All,
I'm trying to test out Flink ML 0.10.1 by doing a linear regression as described here:
https://ci.apache.org/projects/flink/flink-docs-master/libs/ml/multiple_linear_regression.html
I'm using SparseVectors instead of DenseVector, but encountering this issue when trying to train the model:
java.lang.IllegalArgumentException: axpy only supports adding to a dense vector but got type class org.apache.flink.ml.math.SparseVector.
at org.apache.flink.ml.math.BLAS$.axpy(BLAS.scala:60)
at org.apache.flink.ml.optimization.GradientDescent$$anonfun$org$apache$flink$ml$optimization$GradientDescent$$SGDStep$2.apply(GradientDescent.scala:181)
at org.apache.flink.ml.optimization.GradientDescent$$anonfun$org$apache$flink$ml$optimization$GradientDescent$$SGDStep$2.apply(GradientDescent.scala:177)
at org.apache.flink.api.scala.DataSet$$anon$7.reduce(DataSet.scala:583)
at org.apache.flink.runtime.operators.chaining.ChainedAllReduceDriver.collect(ChainedAllReduceDriver.java:93)

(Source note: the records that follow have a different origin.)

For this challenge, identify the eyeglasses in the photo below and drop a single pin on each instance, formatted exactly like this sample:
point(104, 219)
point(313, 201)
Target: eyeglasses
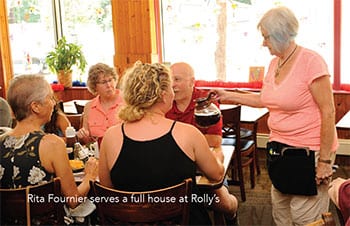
point(104, 82)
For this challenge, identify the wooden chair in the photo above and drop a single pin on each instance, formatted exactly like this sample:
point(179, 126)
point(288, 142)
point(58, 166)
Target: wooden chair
point(327, 220)
point(31, 204)
point(244, 154)
point(76, 120)
point(134, 207)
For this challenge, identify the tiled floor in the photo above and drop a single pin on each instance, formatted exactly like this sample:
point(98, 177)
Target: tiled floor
point(256, 210)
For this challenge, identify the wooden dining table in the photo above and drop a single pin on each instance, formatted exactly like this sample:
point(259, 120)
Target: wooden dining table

at org.apache.flink.runtime.operators.MapDriver.run(MapDriver.java:97)
at org.apache.flink.runtime.operators.BatchTask.run(BatchTask.java:489)

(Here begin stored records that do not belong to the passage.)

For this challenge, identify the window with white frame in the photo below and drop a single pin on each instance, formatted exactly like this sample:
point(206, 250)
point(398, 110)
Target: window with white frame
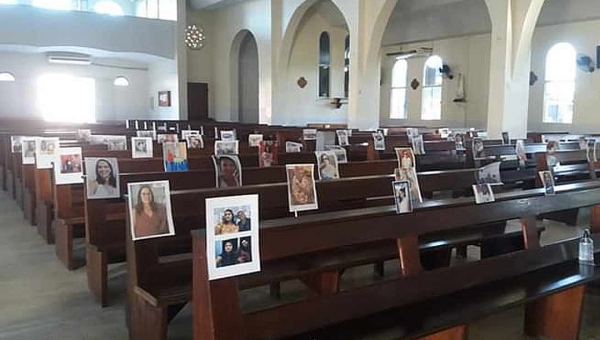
point(431, 102)
point(398, 93)
point(64, 98)
point(559, 85)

at org.apache.flink.runtime.iterative.task.AbstractIterativeTask.run(AbstractIterativeTask.java:144)
at org.apache.flink.runtime.iterative.task.IterationIntermediateTask.run(IterationIntermediateTask.java:92)
at org.apache.flink.runtime.operators.BatchTask.invoke(BatchTask.java:354)

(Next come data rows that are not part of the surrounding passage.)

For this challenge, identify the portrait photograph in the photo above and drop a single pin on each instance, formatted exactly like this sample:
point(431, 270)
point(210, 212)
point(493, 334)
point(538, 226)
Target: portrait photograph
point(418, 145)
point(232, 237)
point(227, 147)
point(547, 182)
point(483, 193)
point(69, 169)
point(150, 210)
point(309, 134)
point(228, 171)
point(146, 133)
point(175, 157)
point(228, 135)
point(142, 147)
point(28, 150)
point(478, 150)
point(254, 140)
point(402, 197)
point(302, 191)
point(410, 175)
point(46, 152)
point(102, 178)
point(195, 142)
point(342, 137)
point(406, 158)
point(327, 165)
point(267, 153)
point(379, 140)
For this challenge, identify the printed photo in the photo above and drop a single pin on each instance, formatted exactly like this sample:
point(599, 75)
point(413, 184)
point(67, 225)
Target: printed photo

at org.apache.flink.runtime.taskmanager.Task.run(Task.java:584)
at java.lang.Thread.run(Thread.java:745)
Does FlinkML MLG not support SparseVectors?
The problem is that the
GradientDescent
implementation expects the sum of gradient vectors to be dense. This is not a strong limitation because the result of summing a set of sparse vectors does not have to be sparse again. Furthermore, it is often more efficient to convert the first gradient vector into a dense vector and then adding the following sparse gradient vectors to it instead of adding 2 sparse vectors all the time.I've opened a pull request to fix this issue. It should be merged in the next days.